Najlepszym źródłem słodyczy jest dieta złożona z pełnego, roślinnego pożywienia. Wszystkie węglowodany złożone, takie jak zboża, rośliny strączkowe i warzywa im dłużej są przeżuwane, tym stają się słodsze. W ten sposób łaknienie słodyczy może stopniowo zanikać.
Warto skupić się na słodkich warzywach - burakach, marchewce, dyni, słodkich ziemniakach. Szczególnie warto polecić surowe marchewki, które powodują szybki i długotrwały wzrost poziomu cukru we krwi.
Do codziennej diety należy włączyć kiełki i produkty ze skiełkowanych ziaren - proces kiełkowania zamienia skrobię w cukier.
Żeby zmniejszyć łaknienie słodyczy dobrze jest zjeść coś kwaśnego, gorzkiego lub ostrego.

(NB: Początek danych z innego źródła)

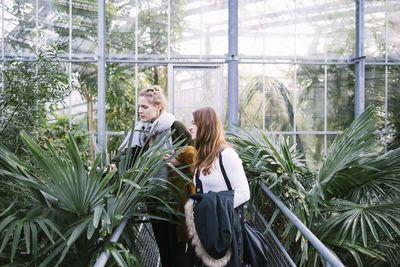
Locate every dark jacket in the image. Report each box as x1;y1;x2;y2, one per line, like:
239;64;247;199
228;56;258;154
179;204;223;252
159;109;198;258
185;190;243;267
111;121;192;169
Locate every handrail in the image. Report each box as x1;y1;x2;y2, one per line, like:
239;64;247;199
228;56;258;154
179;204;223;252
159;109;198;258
93;219;128;267
261;183;344;267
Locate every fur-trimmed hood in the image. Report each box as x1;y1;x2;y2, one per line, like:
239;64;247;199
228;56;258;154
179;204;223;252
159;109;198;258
185;191;239;267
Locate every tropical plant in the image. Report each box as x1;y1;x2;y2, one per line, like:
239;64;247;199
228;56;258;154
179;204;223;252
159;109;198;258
0;129;184;266
229;108;400;266
0;46;71;161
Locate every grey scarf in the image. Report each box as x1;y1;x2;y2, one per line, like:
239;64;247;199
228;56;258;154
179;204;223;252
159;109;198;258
118;111;175;151
118;111;175;180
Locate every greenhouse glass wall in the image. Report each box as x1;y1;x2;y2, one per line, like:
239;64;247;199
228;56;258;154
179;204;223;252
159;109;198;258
1;0;400;164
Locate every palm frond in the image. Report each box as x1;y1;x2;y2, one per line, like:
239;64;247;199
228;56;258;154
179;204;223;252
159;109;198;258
316;105;379;198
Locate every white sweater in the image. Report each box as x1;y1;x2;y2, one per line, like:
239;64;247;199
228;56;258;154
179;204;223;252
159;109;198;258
193;148;250;208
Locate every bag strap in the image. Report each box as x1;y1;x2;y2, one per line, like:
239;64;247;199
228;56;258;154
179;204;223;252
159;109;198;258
194;172;203;194
219;152;232;190
195;152;232;193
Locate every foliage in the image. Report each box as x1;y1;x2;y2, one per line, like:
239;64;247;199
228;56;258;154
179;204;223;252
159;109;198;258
229;108;400;266
39;112;89;163
0;129;184;266
0;46;70;160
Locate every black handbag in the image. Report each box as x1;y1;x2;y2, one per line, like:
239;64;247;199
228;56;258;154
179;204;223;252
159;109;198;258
219;154;269;267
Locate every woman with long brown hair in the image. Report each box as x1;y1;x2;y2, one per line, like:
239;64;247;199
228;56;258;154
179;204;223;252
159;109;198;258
185;107;250;266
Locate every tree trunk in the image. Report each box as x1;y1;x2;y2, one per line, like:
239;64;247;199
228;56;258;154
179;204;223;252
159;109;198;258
86;96;95;162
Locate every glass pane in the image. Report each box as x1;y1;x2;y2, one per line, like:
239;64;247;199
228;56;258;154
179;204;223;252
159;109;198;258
326;134;337;153
365;66;385;127
327;65;355;131
325;0;356;59
239;64;264;128
38;0;69;50
386;0;400;61
296;134;325;167
4;0;37;56
239;1;267;56
264;0;295;58
265;65;294;131
364;1;385;59
72;0;98;54
138;65;168;92
296;65;325;131
107;134;125;161
106;0;137;54
296;0;327;57
138;0;168;58
171;0;228;56
72;63;97;161
387;66;400;140
106;63;136;133
173;68;223;125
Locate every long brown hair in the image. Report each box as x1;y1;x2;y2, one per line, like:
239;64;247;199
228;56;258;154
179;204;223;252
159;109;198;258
193;107;228;175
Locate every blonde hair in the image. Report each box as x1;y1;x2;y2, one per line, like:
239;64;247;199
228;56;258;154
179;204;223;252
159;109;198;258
192;107;228;175
139;85;167;111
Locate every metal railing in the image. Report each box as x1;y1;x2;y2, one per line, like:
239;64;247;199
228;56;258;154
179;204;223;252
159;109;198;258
94;183;344;267
261;183;344;267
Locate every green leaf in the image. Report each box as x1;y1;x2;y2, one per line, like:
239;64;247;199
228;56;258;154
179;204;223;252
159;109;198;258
93;205;103;228
24;222;31;254
11;222;23;262
67;220;88;246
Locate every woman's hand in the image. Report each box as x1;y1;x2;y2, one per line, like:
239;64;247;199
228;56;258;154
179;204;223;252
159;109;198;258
110;163;118;172
164;154;182;167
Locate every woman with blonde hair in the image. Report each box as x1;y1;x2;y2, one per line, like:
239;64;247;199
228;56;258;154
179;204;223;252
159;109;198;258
110;85;192;267
185;107;250;266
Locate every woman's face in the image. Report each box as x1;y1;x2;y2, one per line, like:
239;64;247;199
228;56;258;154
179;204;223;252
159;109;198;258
189;116;197;140
138;96;161;122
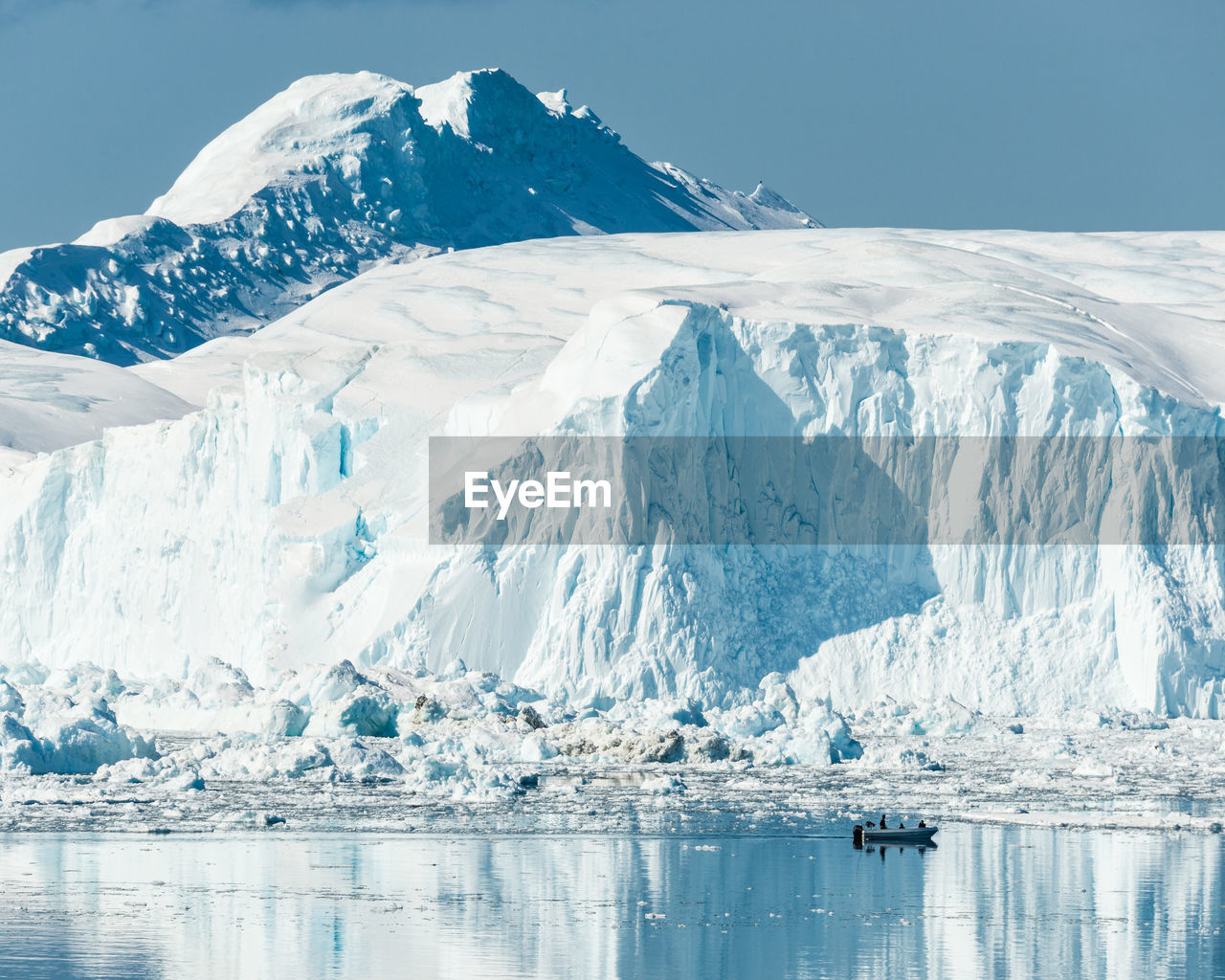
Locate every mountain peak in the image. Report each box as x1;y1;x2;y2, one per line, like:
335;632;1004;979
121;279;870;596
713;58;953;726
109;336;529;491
0;69;814;364
145;71;416;226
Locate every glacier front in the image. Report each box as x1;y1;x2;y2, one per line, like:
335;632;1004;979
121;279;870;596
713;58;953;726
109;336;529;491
0;225;1225;736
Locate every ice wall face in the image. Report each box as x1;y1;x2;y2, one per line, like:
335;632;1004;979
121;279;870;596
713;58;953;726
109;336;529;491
0;71;815;364
0;232;1225;716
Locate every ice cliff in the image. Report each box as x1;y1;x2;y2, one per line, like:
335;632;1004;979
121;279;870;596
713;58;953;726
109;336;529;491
0;228;1225;720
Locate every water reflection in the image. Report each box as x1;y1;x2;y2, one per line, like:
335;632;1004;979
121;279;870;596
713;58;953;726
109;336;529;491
0;827;1225;980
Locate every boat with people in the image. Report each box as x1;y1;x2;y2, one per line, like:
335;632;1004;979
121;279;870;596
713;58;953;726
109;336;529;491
852;813;940;846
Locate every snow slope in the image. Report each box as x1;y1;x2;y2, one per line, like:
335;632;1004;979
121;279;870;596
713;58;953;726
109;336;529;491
0;70;815;364
0;230;1225;720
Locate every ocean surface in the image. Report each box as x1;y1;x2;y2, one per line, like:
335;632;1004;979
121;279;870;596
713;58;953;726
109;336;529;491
0;824;1225;980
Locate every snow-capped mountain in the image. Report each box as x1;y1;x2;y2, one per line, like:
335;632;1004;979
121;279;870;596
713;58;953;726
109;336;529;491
0;70;815;365
0;230;1225;717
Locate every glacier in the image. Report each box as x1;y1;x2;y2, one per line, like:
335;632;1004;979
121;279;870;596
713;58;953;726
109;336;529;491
0;229;1225;724
0;70;1225;831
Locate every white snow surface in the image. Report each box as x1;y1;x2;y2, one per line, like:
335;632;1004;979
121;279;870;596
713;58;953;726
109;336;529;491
0;229;1225;720
0;229;1225;729
0;70;815;364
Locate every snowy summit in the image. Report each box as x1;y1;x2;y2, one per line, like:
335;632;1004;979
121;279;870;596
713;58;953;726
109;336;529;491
0;70;817;364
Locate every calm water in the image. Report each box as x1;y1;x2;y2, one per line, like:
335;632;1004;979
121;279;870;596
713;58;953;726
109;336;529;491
0;827;1225;980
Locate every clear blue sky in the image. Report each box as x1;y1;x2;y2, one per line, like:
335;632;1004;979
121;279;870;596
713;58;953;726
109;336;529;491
0;0;1225;249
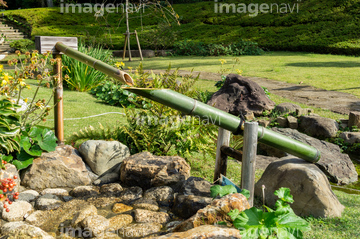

Kiedy łapie nas niepohamowana chęć zjedzenia czekolady lub batona warto jest zrobić coś niezwiązanego z jedzeniem - poćwiczyć, pooddychać głęboko, wyjść z domu na spacer.
Z moich doświadczeń wynika, że wszystkie działania twórcze odwracają uwagę od łakomstwa. Zamiast jeść słodycze można iść potańczyć, narysować coś albo ulepić. Kiedy zaczynamy robić coś naprawdę fascynującego łatwiej jest zapomnieć o słodyczach.
Warto również zastanowić się jakie są głębsze przyczyny łakomstwa.
Osoby, które nie są w stanie zaakceptować wyzwań życiowych jedzą zazwyczaj nadmierne ilości słodkich pokarmów. Zbyt dużo smaku słodkiego, który należy w medycynie chińskiej do elementu Ziemi, powoduje ociężałość i niechęć do ruchu. I tak zamyka się błędne koło - jemy słodycze, bo nie akceptujemy zadań, które przed nami stoją i w wyniku takiego odżywania coraz mniej nam się chce. Do tego jeszcze rośnie masa ciała i coraz ciężej jest się ruszyć.
Oczywiście zjedzenie od czasu do czasu niewielkiej ilości białego cukru nie zrobi nam wielkiej krzywdy. Problem tkwi w tym, że często zbyt trudno jest się zatrzymać - trudno jest zjeść tylko jedną kostkę czekolady, czy jednego cukierka.
Wychodzenie z nadmiernego apetytu na słodycze przypomina wychodzenie z nałogu, trzeba mieć silną motywację. Na początek proponuję zebrać informacje o fatalnych skutkach działania rafinowanego cukru na nasz organizm. A potem zadać sobie pytanie - czy, będąc w pełni świadomości tego co robię, sięgnę po słodycze?